Lanais often open up into wider living spaces, so it wouldn’t be entirely incorrect to relate them to covered patios or verandas as well. Their main draw is that they make it possible to enjoy the outdoors year-round. Screened lanais can keep out bugs, and panelled lanais—which either come in glass or plastic, and can be removed—can regulate the temperature, once the weather cools. Lastly, an “under-truss” lanai means that it was built under a home’s existing footprint, and its enclosure screens are secured to the roof. When severe storms are in the forecast, this option can make having a lanai safer.

Most lanais have enough space for furniture sets, greenery, and even ceiling fans, so they’re a living room that’s always on vacation.

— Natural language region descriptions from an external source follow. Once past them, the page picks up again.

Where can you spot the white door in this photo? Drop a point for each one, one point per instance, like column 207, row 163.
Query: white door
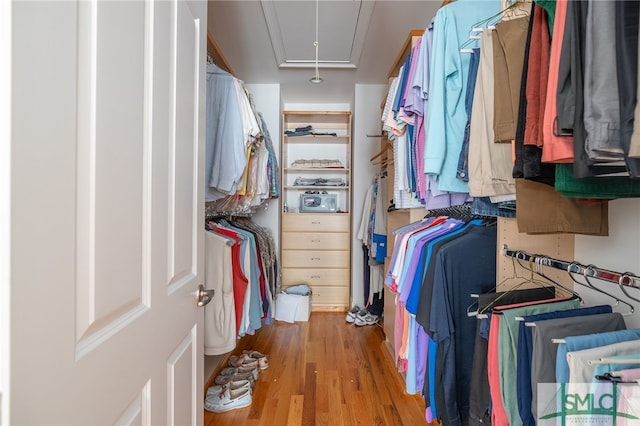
column 105, row 213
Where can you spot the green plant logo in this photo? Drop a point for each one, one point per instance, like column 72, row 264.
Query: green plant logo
column 601, row 403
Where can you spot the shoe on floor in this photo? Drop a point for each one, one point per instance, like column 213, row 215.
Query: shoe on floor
column 368, row 319
column 227, row 400
column 351, row 315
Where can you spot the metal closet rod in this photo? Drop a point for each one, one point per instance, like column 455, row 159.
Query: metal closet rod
column 621, row 278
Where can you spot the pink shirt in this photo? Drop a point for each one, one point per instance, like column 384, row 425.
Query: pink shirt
column 556, row 149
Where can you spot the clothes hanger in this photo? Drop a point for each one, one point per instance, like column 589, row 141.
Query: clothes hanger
column 589, row 284
column 623, row 278
column 542, row 261
column 519, row 282
column 388, row 145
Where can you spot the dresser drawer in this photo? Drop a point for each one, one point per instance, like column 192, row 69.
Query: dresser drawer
column 316, row 277
column 315, row 259
column 329, row 296
column 315, row 240
column 322, row 222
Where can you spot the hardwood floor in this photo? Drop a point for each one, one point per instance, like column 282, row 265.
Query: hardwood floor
column 324, row 372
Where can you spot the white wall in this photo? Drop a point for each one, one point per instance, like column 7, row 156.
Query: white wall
column 366, row 121
column 266, row 98
column 619, row 252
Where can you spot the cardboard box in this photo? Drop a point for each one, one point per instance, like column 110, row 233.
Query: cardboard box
column 292, row 307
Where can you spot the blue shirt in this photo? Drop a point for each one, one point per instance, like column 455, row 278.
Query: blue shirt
column 449, row 72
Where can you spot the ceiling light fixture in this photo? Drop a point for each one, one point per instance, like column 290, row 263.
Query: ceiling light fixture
column 316, row 79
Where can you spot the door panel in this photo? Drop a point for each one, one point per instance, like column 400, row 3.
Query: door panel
column 106, row 236
column 112, row 277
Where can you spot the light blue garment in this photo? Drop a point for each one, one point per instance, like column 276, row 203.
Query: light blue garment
column 618, row 362
column 225, row 153
column 578, row 343
column 255, row 302
column 507, row 355
column 411, row 380
column 449, row 72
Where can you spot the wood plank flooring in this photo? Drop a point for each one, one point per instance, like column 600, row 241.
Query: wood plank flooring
column 324, row 372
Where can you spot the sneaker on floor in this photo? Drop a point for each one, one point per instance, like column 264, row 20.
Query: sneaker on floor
column 351, row 315
column 228, row 399
column 368, row 319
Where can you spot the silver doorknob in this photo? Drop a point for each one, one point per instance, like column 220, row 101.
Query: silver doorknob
column 204, row 296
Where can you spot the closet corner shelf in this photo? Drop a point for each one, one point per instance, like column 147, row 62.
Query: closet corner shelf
column 339, row 139
column 316, row 187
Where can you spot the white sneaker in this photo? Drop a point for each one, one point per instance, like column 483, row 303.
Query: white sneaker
column 227, row 400
column 368, row 319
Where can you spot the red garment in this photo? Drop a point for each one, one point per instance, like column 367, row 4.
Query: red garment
column 557, row 149
column 240, row 281
column 539, row 49
column 498, row 414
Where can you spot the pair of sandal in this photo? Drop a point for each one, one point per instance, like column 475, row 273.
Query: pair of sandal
column 249, row 359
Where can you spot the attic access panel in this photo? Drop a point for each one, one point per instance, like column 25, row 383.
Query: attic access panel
column 342, row 29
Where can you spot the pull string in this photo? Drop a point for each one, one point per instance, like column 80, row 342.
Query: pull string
column 316, row 43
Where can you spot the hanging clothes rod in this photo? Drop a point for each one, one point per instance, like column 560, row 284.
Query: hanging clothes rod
column 621, row 278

What if You Want a Lanai for Yourself?

For starters, the national average to construct a screened-in lanai costs between $1,300 and $1,700, according to the home improvement site , and can take three to nine months to build—so you’ll have to wait until next summer to enjoy it.

Remember, too, that getting the most out of a lanai depends on where it’s positioned in a home. A south-facing lanai will get the most sunlight, but might end up feeling like a greenhouse in the middle of summer. A west or east-facing lanai will likely only get sunlight for part of the day, so it may be chillier in the winter. Our vote? If possible, a lanai should be off the kitchen or indoor living room. That will connect it to the main areas of the home, ensuring for effortless entertaining and relaxation.

As for designing a lanai, stick to bright shades that can complement the outdoors. You’ll want to get weather-proof furniture, too, and classic options like wicker or rattan will only heighten your lanai’s vacation aesthetic. Roll out a patterned outdoor rug to define the seating arrangements, and place plenty of plants throughout the area for color and texture. Finally, throw in plush pillows that’ll encourage settling in, and have a bar cart nearby for all your happy hour needs. With a space that inviting, you won’t mind spending endless blue-sky days in a lanai.